![]() | 英語「超応用」を一日30分! 尾崎 哲夫 角川書店 2003-08-10 [角川oneテーマ21 B46] by G-Tools |
約一ヶ月前、BOOK REVIEW 91 尾崎哲夫『英語「超基本」を一日30分!』にて
中学レベルの総復習に最適な教養新書をここにご紹介した。
今回ご紹介するのはその続編にあたる英語学習書だ。
前回の作品のクオリティがかなり良かったので、どうしても私は続編に触れたくなり衝動買いしてしまった一冊である。
さてこの続編、タイトルに「超応用」ともあるように前作よりも内容がレベルアップしている。
ボリュームは前作よりも若干少なめなのだが、その分密度はかなり濃く、
構成も全く同じなので、ショットバー感覚でちょっとずつ読み進めることが出来るのが大きな特徴だ。
気になる難易度は高校卒業程度、英検で言うならば2級、TOEICで言えば基礎レベルといったところだろうか。
となると換言すればこの程度の内容ならば大学生は軽々とクリアしなければならないということだ。
ところが現場を直視してみると大学生の英語力はあまり芳しくない、と私は自戒を込めて感じてしまう。
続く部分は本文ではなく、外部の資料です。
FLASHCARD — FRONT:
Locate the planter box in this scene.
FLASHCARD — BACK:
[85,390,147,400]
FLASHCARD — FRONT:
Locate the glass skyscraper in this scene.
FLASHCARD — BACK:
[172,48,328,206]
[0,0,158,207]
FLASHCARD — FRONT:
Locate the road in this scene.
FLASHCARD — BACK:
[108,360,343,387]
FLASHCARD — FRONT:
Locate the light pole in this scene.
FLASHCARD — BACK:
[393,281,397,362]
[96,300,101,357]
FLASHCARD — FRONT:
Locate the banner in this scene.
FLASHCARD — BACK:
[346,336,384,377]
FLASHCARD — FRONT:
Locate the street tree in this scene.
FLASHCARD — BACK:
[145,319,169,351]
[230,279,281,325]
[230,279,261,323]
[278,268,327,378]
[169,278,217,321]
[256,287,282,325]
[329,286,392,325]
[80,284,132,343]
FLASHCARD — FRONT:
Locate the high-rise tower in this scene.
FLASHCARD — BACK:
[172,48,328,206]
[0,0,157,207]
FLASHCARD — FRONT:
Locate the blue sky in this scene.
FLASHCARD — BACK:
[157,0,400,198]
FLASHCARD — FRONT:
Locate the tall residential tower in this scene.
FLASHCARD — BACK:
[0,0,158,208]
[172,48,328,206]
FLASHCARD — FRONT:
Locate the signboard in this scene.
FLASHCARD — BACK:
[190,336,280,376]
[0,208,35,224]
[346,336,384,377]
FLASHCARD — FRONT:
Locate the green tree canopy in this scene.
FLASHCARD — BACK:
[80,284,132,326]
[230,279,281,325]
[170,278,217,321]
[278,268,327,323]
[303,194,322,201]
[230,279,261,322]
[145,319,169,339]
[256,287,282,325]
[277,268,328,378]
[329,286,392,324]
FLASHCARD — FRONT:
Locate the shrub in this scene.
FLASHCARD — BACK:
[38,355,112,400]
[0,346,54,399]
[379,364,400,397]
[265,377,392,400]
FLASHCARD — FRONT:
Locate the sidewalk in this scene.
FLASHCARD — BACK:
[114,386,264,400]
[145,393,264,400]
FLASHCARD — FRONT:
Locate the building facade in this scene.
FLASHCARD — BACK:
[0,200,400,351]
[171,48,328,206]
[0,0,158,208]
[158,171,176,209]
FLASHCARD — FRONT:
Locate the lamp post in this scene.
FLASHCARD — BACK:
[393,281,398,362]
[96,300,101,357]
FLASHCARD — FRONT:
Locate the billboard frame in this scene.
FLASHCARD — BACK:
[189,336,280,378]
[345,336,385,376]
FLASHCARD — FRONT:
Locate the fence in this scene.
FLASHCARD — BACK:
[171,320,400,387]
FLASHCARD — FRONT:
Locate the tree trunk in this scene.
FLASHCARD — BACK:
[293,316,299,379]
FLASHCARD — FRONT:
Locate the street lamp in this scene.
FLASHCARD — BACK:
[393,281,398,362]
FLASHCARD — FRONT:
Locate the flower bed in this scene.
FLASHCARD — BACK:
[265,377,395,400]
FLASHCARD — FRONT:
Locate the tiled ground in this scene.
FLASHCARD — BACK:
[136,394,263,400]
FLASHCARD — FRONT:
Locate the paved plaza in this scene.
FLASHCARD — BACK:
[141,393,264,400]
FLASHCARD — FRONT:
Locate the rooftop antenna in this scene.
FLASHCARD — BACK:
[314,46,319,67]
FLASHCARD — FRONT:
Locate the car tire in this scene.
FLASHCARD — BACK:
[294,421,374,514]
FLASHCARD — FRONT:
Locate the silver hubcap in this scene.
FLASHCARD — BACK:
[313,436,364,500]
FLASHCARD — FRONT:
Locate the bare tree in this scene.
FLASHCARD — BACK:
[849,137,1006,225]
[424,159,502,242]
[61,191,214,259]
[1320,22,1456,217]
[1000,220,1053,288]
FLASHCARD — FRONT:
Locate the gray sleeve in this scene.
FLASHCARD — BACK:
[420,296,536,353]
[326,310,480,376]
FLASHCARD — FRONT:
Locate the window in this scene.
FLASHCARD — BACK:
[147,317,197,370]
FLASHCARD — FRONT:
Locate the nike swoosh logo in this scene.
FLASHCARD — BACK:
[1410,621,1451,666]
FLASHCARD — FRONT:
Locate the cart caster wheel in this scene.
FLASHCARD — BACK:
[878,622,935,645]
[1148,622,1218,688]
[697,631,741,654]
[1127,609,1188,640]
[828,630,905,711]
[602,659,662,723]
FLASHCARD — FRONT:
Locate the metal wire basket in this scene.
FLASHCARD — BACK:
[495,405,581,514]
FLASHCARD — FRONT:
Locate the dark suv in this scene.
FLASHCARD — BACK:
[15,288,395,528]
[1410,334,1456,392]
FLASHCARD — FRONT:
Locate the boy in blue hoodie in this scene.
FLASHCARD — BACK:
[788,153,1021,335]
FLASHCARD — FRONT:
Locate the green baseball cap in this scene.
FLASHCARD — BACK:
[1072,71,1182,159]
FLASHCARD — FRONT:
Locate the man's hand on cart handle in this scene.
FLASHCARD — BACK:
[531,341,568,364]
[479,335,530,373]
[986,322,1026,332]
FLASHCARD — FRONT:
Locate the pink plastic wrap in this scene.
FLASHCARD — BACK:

(だからこういった類の本がベストセラーとなるのである。
もちろん英文学専攻など英語を専門に扱う学科に在籍している学生ならば話は別だ)
私の在籍する学部にも90分間全編英語の講義があって私も受講していたのだけれども、
単位習得の際には"大人の事情"で何とかなってしまうことが多い。
しかしやはりその英語力的なごまかしはキャンパスの中でしか通用しないのも現実だ。
コンピュータや簿記などの資格は社会人になってもいくらでも習得できるが、
英語だけはプライベートを売ってでも出来るだけ大学生のうちからやっておいたほうがイイに決まってる。
昔、ある英語の先生が「英語は才能ではない」と言い切った。
逆に言えば苦手意識を払拭して努力しさえすれば、ある程度の時点にまでは誰でも到達できるというわけだ。
目的さえしっかりしていれば手段は一切問われない。それが英語の世界。
ならば効果不明な高額テキストよりも廉価で効率の良いこの新書判の学習書をあえて私は捧げたい。
中身が薄いようで濃い納得の一冊。